- (A) 21
- (B) 23
- (C) 25
- (D) 27
The answer is: (A) 21.
Here’s how to solve it:
- Let’s represent the original side length:
- Let x be the original length of each side of the square fence (and the original area of the garden is x^2).
- Calculate the new side length:
- Julie increases each side by 1%, which translates to an increase of (1/100)*x.
- The new side length becomes: x + (1/100)*x = 1.01x.
- Find the new area of the garden:
- The new area is the square of the new side length: (1.01x)^2.

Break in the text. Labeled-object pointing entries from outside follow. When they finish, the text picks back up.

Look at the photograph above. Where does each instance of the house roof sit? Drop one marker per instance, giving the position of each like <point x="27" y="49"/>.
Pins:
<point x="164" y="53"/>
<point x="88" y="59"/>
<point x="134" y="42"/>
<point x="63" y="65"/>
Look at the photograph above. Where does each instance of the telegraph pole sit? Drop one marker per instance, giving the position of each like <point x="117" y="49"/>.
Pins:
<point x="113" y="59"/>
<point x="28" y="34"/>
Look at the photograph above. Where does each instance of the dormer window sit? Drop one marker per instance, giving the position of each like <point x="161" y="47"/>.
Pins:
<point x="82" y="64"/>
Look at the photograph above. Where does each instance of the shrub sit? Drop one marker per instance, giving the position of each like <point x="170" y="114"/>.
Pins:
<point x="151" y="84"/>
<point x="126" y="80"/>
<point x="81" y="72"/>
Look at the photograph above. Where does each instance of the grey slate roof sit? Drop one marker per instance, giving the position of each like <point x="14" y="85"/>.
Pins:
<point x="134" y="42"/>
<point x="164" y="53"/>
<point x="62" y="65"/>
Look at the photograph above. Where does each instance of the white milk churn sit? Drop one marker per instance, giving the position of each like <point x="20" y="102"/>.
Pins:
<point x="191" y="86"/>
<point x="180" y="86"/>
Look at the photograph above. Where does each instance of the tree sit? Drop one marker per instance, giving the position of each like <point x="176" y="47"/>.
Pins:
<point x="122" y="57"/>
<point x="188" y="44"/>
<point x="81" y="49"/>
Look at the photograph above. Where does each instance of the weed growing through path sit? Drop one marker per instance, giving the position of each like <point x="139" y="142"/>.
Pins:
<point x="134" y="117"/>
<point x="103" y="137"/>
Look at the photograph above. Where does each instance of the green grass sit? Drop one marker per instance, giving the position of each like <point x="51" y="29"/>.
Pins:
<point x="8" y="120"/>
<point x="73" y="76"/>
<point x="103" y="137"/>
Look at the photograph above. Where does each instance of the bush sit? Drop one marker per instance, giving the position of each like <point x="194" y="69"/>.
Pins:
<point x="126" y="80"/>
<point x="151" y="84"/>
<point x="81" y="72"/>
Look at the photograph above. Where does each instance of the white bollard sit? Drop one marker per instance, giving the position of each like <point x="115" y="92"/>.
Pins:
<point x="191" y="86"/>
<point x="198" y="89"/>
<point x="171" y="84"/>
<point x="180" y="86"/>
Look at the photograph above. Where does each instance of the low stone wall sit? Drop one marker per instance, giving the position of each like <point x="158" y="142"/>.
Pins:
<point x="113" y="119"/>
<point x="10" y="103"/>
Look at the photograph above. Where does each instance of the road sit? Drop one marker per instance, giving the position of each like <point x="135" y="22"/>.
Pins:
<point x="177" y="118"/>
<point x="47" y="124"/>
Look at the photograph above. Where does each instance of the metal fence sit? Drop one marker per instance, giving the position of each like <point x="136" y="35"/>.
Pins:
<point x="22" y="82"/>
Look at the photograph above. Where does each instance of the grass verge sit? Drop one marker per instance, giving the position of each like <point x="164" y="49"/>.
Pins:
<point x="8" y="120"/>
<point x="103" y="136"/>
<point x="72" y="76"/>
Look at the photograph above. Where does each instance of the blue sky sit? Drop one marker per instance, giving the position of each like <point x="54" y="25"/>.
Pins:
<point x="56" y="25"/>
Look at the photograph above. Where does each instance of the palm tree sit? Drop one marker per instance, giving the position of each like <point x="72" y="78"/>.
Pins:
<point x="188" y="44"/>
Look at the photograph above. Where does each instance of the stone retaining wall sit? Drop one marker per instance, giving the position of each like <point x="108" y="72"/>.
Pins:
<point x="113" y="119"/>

- Calculate the percentage increase in area:
- We want to find the difference between the new area and the old area, expressed as a percentage of the original area.
- New area – Old area = (1.01x)^2 – x^2
- Factor the difference of squares: (1.01x + x)(1.01x – x)
- Simplify: 2.01x * 0.01x (since x cancels out)
- Divide this difference by the original area (x^2) and multiply by 100% to express it as a percentage: [(2.01x * 0.01x) / x^2] * 100%
- Simplify the expression:
- Cancel out the x terms: (2.01 * 0.01) * 100%
- Multiply: 0.0201 * 100% = 2.01%
Important note: The answer choices ask for the percentage increase, not the total new area.
Since the new area is slightly larger than the original area, the increase is positive.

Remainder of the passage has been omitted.